Going Digital: Upgrading A Boat’s Analog Gauge

The odds are that many of you do not own a boat that you get to tinker around with. [Mavromatic] recently acquired one that had — much to his consternation — analog gauges. So in order to get his ship ship-shape, he built himself a custom digital gauge to monitor his vessel’s data.

Restricted to the two-inch hole in his boat’s helm, trawling the web for displays turned up a 1.38-inch LCD display from 4D Systems. Given the confined space, a Teensy 3.2 proved to be trim enough to fit inside the confined space alongside a custom circuit board — the latter of which includes some backup circuits if [mavromatic] ever wanted to revert to an analog gauge.

Two days of acclimatization to the display’s IDE and he had enough code to produce a functional display right when the parts arrived.

The screen is housed in a blank gauge that required careful breaking into, and — in a stroke of genius — the chrome rim proved to be fortuitous capacitance sensor that swaps between the various information screens at a tap of the bezel.

[mavromatic] had originally wanted to install a fish-finder and chartplotter that could also display the engine data he wanted, but that proved to be complicated to the point of a fruitless hassle. Naturally, his maker proclivities made designing a custom gauge to display what he wanted from the vessel’s NEMA 2000 grid the more inspiring project.

Do you too share that love for sailing forbidden seas but can’t drop the dough on a new boat? You can start  by building a personal watercraft — sometimes for naught but a pittance.

16 thoughts on “Going Digital: Upgrading A Boat’s Analog Gauge

      1. A ‘car infotainment system’ is a valid example of keeping thing simple?
        This is an example of what’s wrong with lots of hackers’ “hacker mentality”.

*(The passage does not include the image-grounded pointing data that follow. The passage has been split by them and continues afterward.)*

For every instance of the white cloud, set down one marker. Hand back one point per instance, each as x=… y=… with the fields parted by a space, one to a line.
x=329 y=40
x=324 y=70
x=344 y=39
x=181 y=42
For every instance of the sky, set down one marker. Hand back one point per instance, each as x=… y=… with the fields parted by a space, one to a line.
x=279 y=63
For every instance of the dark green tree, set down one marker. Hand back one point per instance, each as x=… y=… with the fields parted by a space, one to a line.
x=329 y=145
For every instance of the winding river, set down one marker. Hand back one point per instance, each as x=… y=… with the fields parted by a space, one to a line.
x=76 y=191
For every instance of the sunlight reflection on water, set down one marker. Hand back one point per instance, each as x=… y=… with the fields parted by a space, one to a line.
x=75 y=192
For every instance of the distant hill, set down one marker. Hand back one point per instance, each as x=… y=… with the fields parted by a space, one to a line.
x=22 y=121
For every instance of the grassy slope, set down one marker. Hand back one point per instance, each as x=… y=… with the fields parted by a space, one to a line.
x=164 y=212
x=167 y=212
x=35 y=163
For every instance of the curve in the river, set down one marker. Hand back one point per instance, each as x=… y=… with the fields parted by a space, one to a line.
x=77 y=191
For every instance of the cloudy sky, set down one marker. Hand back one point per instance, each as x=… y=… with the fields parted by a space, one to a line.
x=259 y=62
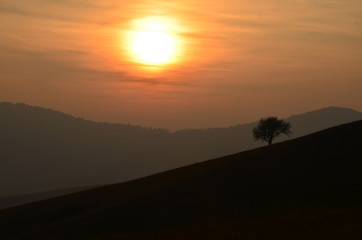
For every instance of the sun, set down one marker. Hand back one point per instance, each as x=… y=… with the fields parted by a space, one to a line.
x=153 y=41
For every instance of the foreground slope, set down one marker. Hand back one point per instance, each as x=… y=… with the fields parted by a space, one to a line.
x=310 y=185
x=42 y=149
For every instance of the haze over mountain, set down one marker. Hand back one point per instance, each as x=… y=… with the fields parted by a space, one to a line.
x=44 y=149
x=306 y=188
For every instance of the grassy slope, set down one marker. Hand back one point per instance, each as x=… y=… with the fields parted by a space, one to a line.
x=281 y=189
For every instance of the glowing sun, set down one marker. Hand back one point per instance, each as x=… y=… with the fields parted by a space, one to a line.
x=153 y=42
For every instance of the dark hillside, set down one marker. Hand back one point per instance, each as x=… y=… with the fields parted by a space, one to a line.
x=42 y=149
x=307 y=188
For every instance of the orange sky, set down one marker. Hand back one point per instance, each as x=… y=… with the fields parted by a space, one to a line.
x=239 y=60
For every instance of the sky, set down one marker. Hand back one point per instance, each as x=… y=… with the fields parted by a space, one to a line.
x=233 y=61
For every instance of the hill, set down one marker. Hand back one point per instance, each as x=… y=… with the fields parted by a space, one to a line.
x=42 y=149
x=7 y=202
x=306 y=188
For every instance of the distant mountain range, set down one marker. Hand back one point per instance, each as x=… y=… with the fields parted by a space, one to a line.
x=42 y=149
x=306 y=188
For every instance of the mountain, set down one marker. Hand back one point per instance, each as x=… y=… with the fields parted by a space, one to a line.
x=42 y=149
x=305 y=188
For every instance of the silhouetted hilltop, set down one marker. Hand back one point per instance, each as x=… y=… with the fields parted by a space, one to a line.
x=306 y=188
x=43 y=149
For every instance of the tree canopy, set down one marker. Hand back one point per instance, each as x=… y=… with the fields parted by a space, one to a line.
x=270 y=128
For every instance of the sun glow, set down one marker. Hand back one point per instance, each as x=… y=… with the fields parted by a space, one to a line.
x=154 y=42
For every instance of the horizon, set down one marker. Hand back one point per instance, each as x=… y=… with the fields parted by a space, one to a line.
x=181 y=65
x=181 y=129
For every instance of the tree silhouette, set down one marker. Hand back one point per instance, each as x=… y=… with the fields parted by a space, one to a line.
x=270 y=128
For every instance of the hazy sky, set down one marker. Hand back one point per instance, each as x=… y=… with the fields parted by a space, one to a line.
x=236 y=60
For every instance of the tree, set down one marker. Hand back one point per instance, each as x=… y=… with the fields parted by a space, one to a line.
x=270 y=128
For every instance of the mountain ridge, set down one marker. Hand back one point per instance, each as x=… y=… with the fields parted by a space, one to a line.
x=40 y=150
x=311 y=178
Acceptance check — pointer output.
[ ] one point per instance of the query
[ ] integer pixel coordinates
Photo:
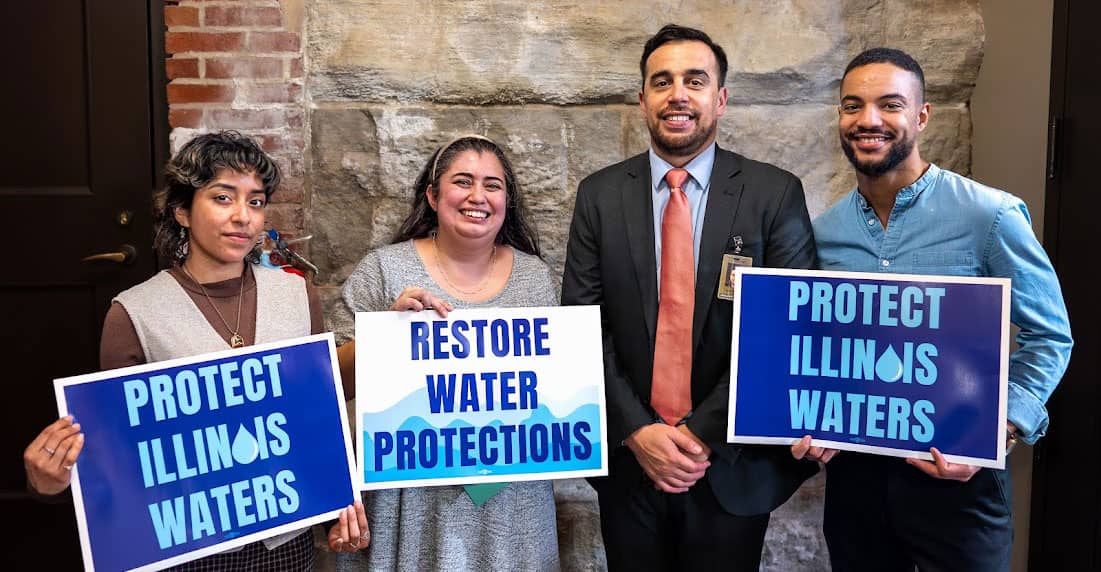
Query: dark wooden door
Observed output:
(78, 161)
(1066, 515)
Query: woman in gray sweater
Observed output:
(466, 244)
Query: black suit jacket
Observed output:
(610, 262)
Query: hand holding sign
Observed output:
(416, 298)
(939, 468)
(50, 458)
(351, 531)
(803, 449)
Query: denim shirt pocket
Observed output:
(931, 261)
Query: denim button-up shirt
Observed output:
(948, 224)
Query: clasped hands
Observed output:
(672, 457)
(939, 468)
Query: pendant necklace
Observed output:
(235, 339)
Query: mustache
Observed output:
(869, 131)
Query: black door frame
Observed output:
(1065, 531)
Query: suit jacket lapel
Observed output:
(718, 220)
(639, 217)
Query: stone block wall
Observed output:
(352, 96)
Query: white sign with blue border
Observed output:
(881, 363)
(482, 396)
(192, 457)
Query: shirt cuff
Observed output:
(1027, 413)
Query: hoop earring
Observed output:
(182, 246)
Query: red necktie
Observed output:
(671, 391)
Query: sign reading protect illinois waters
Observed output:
(887, 364)
(483, 396)
(192, 457)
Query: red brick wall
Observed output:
(238, 64)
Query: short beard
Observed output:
(688, 146)
(898, 153)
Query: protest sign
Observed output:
(889, 364)
(192, 457)
(483, 396)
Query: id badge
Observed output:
(727, 275)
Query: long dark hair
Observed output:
(197, 163)
(422, 221)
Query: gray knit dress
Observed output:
(439, 528)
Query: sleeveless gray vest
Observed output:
(170, 326)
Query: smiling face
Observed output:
(471, 199)
(881, 113)
(682, 99)
(224, 221)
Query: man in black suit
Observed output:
(677, 495)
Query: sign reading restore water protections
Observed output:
(482, 396)
(889, 364)
(192, 457)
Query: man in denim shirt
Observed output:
(908, 216)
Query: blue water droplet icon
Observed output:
(246, 448)
(889, 366)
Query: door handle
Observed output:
(124, 255)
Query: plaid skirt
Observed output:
(295, 556)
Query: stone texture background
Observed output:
(555, 81)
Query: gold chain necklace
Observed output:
(235, 339)
(439, 267)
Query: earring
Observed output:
(182, 245)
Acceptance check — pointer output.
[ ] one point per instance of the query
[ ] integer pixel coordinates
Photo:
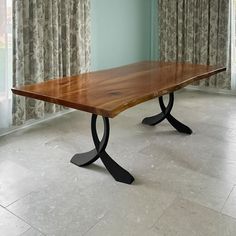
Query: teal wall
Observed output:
(120, 31)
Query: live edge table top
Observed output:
(109, 92)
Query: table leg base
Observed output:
(165, 114)
(85, 159)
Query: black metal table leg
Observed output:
(165, 114)
(84, 159)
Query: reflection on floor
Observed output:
(185, 185)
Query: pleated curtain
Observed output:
(51, 39)
(196, 31)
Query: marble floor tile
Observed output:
(186, 182)
(32, 232)
(230, 204)
(184, 218)
(40, 185)
(63, 209)
(11, 225)
(135, 211)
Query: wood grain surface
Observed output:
(112, 91)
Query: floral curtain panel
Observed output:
(50, 39)
(196, 31)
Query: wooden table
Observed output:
(109, 92)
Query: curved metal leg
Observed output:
(154, 120)
(84, 159)
(165, 114)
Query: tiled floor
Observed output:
(185, 185)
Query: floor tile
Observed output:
(185, 218)
(230, 205)
(10, 225)
(134, 213)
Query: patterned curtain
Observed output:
(196, 31)
(50, 39)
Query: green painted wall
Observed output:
(120, 31)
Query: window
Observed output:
(5, 62)
(233, 30)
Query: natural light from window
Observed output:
(233, 31)
(5, 62)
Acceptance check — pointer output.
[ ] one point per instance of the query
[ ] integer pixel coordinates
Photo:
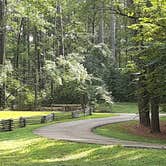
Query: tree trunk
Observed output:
(143, 104)
(101, 23)
(113, 33)
(155, 120)
(2, 49)
(60, 29)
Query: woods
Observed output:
(87, 52)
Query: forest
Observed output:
(83, 51)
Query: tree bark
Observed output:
(143, 104)
(155, 120)
(113, 33)
(2, 49)
(101, 23)
(60, 29)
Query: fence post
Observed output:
(7, 125)
(43, 119)
(53, 116)
(22, 122)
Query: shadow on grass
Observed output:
(58, 153)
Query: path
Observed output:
(81, 131)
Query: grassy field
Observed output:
(118, 108)
(22, 148)
(17, 114)
(118, 131)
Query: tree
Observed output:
(2, 49)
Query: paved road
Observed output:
(81, 131)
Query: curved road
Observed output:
(81, 131)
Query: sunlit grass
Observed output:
(17, 114)
(22, 148)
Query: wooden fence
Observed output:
(11, 124)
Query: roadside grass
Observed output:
(117, 130)
(22, 148)
(118, 108)
(17, 114)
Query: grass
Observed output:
(22, 148)
(118, 131)
(17, 114)
(118, 108)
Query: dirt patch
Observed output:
(146, 132)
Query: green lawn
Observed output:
(118, 131)
(17, 114)
(118, 108)
(22, 148)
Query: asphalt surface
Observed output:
(81, 131)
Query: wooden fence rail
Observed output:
(10, 124)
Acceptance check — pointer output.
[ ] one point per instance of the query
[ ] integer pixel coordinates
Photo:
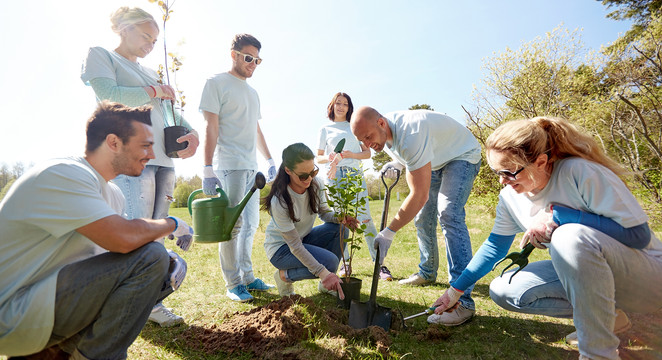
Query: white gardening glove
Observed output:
(539, 232)
(389, 169)
(447, 301)
(177, 270)
(272, 172)
(383, 242)
(210, 181)
(332, 282)
(183, 233)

        ‭”Simplicity is a great virtue but it requires hard work to achieve it and education to appreciate it. And to make matters worse: complexity sells better” – Edsger W. Dijkstra

        “Simplicity is the ultimate sophistication‭” ‬-‭ ‬Leonardo da Vinci

        1. I think you read that wrong… Nicholas was asking why the car systems are standard if the reason not to have commercial versions of this fancy electronic display is keeping things simple.

  1. Very nice! Now you can install different skins like on a smartwatch :P

    @James Hobson – “to display what he wanted from the vessel’s NEMA 2000 grid the more inspiring project.”
    It’s NMEA, the National Marine Electronics Association, not NEMA, the National Electrical Manufacturers Association.

  2. It would be interesting to hear how well this holds up to real world conditions. I know when we go out to deep water +50mi on even a semi-rough day the beating can be quite “uncomfortable”

  3. An LCD attempt to replace a physical dial is a bad idea IMO. The LCD will not hold-up over time, especially in an constant outdoor-exposure environment, like a small boat. I think a better approach might be re-purposing existing (and inexpensive) small dashboard stepper-motor indicators. The steppers are small enough to adapt to the original indicator, and you can make a new calibrated dial-card using a home printer (be careful with ink and paper/film selection, again for longevity in direct sunlight).

    1. Or he could have just used his microprocessor to generate the analog signal the stock gauge was looking for, and continued to use that gauge. The whole point is he wanted a digital gauge, usability or reliability be damned.

      PS – it is a OLED panel not LCD. Even harder to read in direct sunlight

    2. Hi! Yes, all great points and I’ve considered them all — heat, sunlight, weather, etc. all are potential known issues given the environment and typically why bother with “electronics” — but where’s the fun being practical. Although, the PCB I designed can also be used with the original analog trim gauge to translate the digital NMEA Engine Trim data to the Analog Gauge… that is my fall back — time will tell.

      Also, the boat is a cabin cruiser so the helm is somewhat protected from the elements and I use the boat is used on a lake with an occasional outing in the Puget Sound.

      Today, I plugged everything in and tested — so far so good — just need to make a few adjustments. One of my temp sensors while NMEA2K use a proprietary Lowrance PGN so the library I’m using isn’t getting that data… working on getting that data read by the Teensy.

      I hope to have everything installed by weeks end and then I’ll take more photos and videos to share.